Bamako-Tuareg war marks erosion of Algeria’s role in Sahel
Malian forces have taken Kidal the stronghold of Tuareg rebels marking the end of a deal brokered by Algiers in 2015 and the erosion of Algeria’s diplomacy in its Sahel neighborhood.
More than a week after Bamako soldiers, backed by Russian Wagner mercenaries, took the strategic town, Algeria’s resounding silence reflects the country’s fading role in a wider Sahel region, plagued by military coups, jihadists, climate change, and under-development.
Both the Tuaregs and their Arab allies, under the umbrella of the Azawad movement, seek an independent state in northern Mali and have taken arms after they blamed Bamako for failing to honor the power-sharing agreements under the Algiers deal of 2015.
The Tuaregs and their Arab allies formed the CSP, a war command, that said it withdrew from Kidal for tactical purposes, in a move that suggests a long guerrilla warfare in the upcoming months.
Observers see the deal as inherently flawed due to Algeria’s self-serving approach which consisted more in exporting the Jihadist issue and keeping refugees away.
As the war escalates between Malian forces and Tuareg rebels, Algeria looks impotently at the real risks of a spill over. Algeria together with Niger have a significant Tuareg population that does not believe or respect colonial borders. Algeria, which has for long exported homegrown Jihadist leaders to the Sahel, fears a return of terrorist fighters who would seek a safe-haven in its vast southern desert.

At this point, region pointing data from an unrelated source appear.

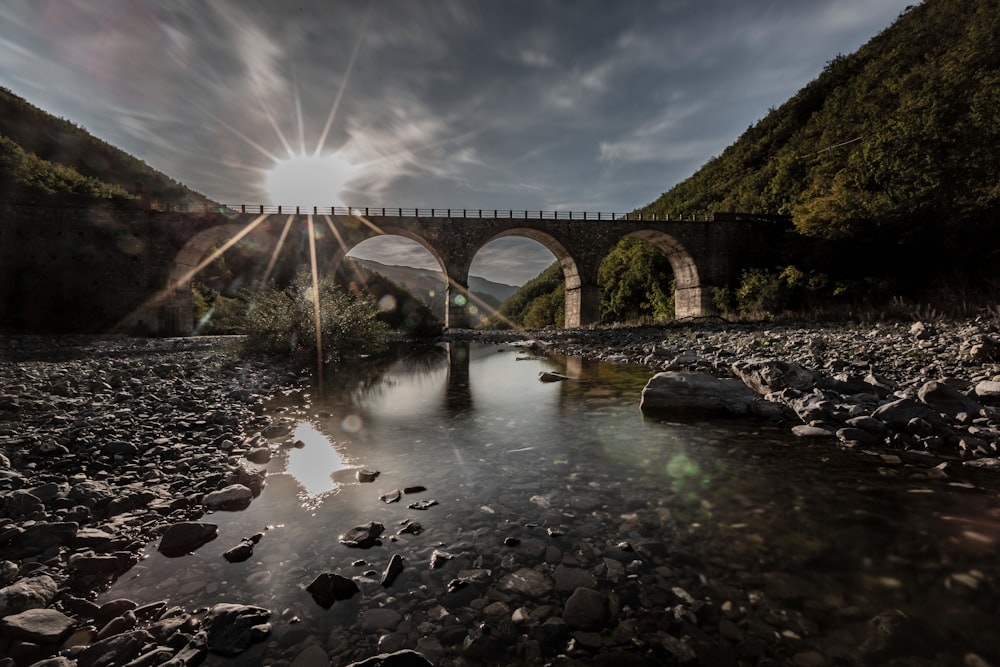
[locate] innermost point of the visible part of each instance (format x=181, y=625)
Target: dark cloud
x=524, y=104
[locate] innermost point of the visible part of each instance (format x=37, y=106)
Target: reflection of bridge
x=132, y=267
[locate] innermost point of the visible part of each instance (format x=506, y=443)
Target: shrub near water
x=281, y=322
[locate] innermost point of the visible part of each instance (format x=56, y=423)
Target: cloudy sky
x=579, y=105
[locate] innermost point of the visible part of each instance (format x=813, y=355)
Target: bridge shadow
x=458, y=390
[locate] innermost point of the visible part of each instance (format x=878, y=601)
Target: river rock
x=896, y=414
x=232, y=498
x=311, y=656
x=232, y=628
x=696, y=395
x=28, y=593
x=392, y=570
x=42, y=537
x=116, y=650
x=364, y=536
x=380, y=618
x=988, y=391
x=946, y=399
x=45, y=626
x=527, y=582
x=585, y=609
x=768, y=375
x=186, y=536
x=259, y=455
x=329, y=587
x=240, y=552
x=403, y=658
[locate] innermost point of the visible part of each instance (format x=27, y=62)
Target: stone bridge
x=132, y=268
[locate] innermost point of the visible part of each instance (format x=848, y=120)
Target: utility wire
x=830, y=148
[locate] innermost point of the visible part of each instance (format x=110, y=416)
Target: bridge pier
x=457, y=304
x=694, y=302
x=583, y=306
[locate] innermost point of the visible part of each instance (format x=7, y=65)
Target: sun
x=310, y=180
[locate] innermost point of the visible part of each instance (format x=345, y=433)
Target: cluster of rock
x=920, y=387
x=105, y=448
x=107, y=445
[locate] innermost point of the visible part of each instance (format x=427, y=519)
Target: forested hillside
x=44, y=156
x=899, y=137
x=887, y=165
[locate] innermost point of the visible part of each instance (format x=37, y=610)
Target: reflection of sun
x=310, y=180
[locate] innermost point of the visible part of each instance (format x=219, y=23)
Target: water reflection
x=835, y=536
x=313, y=462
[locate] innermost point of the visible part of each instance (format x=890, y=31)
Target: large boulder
x=185, y=536
x=28, y=593
x=232, y=628
x=697, y=395
x=946, y=399
x=769, y=375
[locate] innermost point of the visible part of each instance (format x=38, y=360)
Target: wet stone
x=232, y=628
x=330, y=587
x=364, y=536
x=527, y=582
x=46, y=626
x=186, y=536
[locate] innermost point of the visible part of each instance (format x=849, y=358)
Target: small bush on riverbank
x=281, y=322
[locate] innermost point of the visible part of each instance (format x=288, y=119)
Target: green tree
x=281, y=322
x=636, y=283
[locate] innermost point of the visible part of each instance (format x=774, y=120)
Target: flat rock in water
x=186, y=536
x=232, y=628
x=363, y=536
x=232, y=498
x=329, y=587
x=585, y=609
x=403, y=658
x=366, y=475
x=527, y=582
x=28, y=593
x=45, y=626
x=391, y=496
x=392, y=570
x=807, y=431
x=768, y=375
x=946, y=399
x=681, y=394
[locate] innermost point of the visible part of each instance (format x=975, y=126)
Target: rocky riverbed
x=109, y=444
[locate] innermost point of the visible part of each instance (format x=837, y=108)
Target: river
x=715, y=538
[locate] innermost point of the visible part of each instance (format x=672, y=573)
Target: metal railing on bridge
x=457, y=213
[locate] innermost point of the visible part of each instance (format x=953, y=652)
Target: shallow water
x=838, y=536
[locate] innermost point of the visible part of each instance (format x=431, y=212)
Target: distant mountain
x=428, y=286
x=48, y=156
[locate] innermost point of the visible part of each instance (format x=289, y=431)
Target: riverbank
x=106, y=443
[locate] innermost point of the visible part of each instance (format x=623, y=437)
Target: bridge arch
x=692, y=297
x=570, y=267
x=175, y=314
x=355, y=236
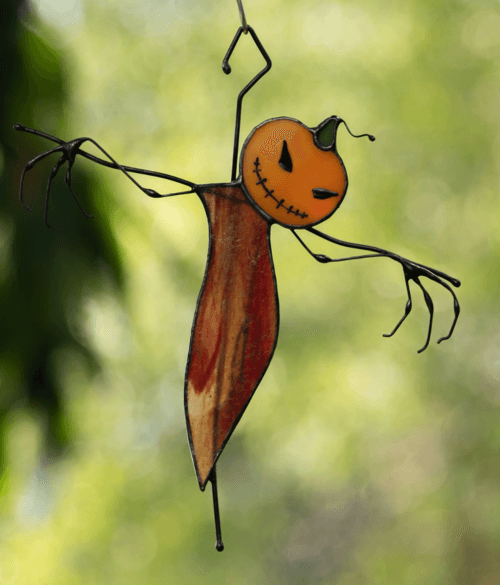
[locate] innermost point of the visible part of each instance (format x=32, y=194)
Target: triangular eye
x=286, y=160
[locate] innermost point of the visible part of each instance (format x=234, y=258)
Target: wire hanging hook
x=227, y=70
x=244, y=23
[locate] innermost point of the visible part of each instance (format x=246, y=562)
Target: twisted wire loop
x=243, y=20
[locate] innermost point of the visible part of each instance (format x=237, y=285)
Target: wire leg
x=219, y=545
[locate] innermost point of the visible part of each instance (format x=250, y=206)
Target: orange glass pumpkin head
x=291, y=173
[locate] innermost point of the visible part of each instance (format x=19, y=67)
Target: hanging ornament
x=290, y=175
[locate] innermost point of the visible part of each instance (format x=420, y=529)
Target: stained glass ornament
x=290, y=175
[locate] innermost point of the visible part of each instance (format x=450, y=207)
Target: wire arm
x=227, y=70
x=412, y=271
x=69, y=151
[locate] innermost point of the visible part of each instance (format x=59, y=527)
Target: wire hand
x=412, y=271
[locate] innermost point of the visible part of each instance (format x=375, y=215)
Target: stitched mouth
x=324, y=193
x=270, y=193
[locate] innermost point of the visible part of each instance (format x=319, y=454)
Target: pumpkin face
x=291, y=173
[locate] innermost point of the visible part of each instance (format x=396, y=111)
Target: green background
x=358, y=461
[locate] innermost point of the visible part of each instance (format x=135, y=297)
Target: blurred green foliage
x=358, y=461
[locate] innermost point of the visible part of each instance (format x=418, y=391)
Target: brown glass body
x=235, y=327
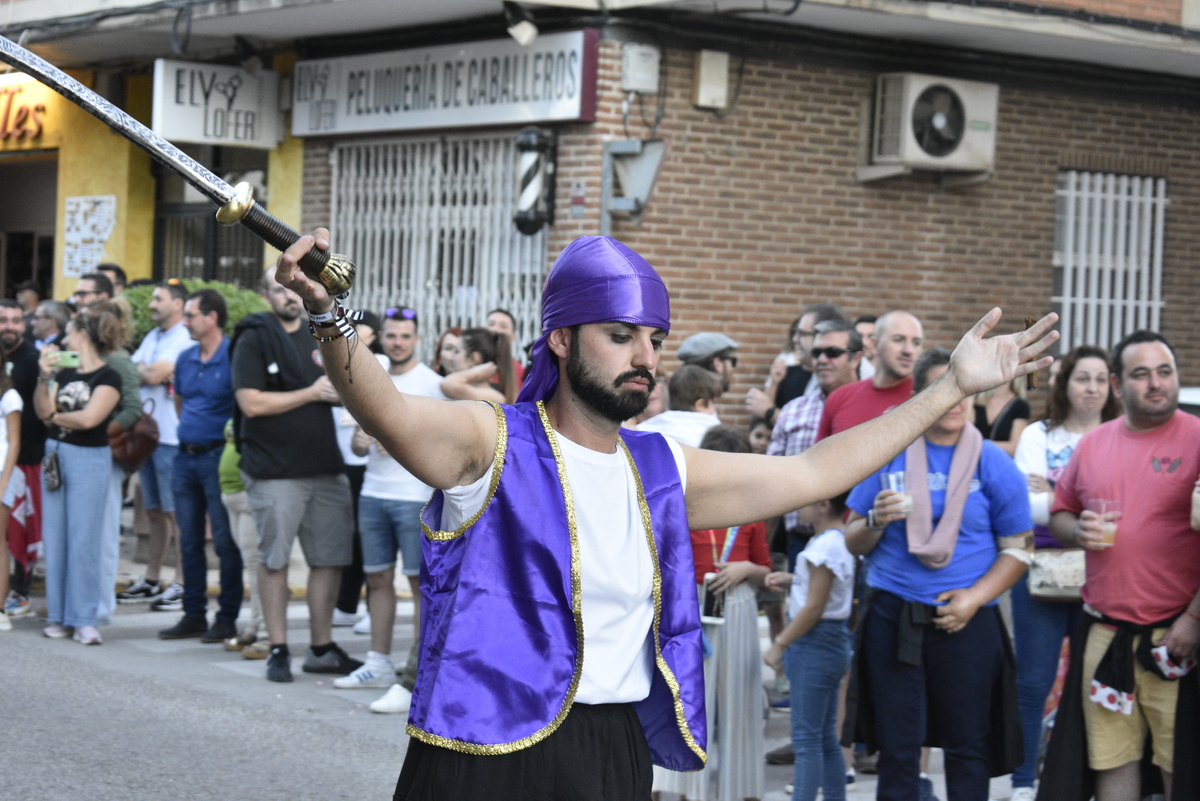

Most of all, Algiers 2015 deal was on the wrong track since it did not offer any genuine prospect for autonomy for the Tuareg people for the simple reason that Algeria, as a centralized state, fears that its own Tuaregs and other groups in its oil and gas-rich south would ask for the same right.
Algiers’ deal crumbled under the rule of an anti-French and pro-Russian military junta that has asked Algeria literally to mind its business.
Le Monde writes that the outgoing Algerian foreign minister Ramtane Lamamara was “humiliated” during a visit to Bamako and asked to leave Malian issues to Malians.
As the Sahel burns, Algeria’s voice has become inaudible in its own neighborhood. Sahel military juntas are not ready to receive lessons from Algeria, another military-ruled country behind a thin civilian curtain.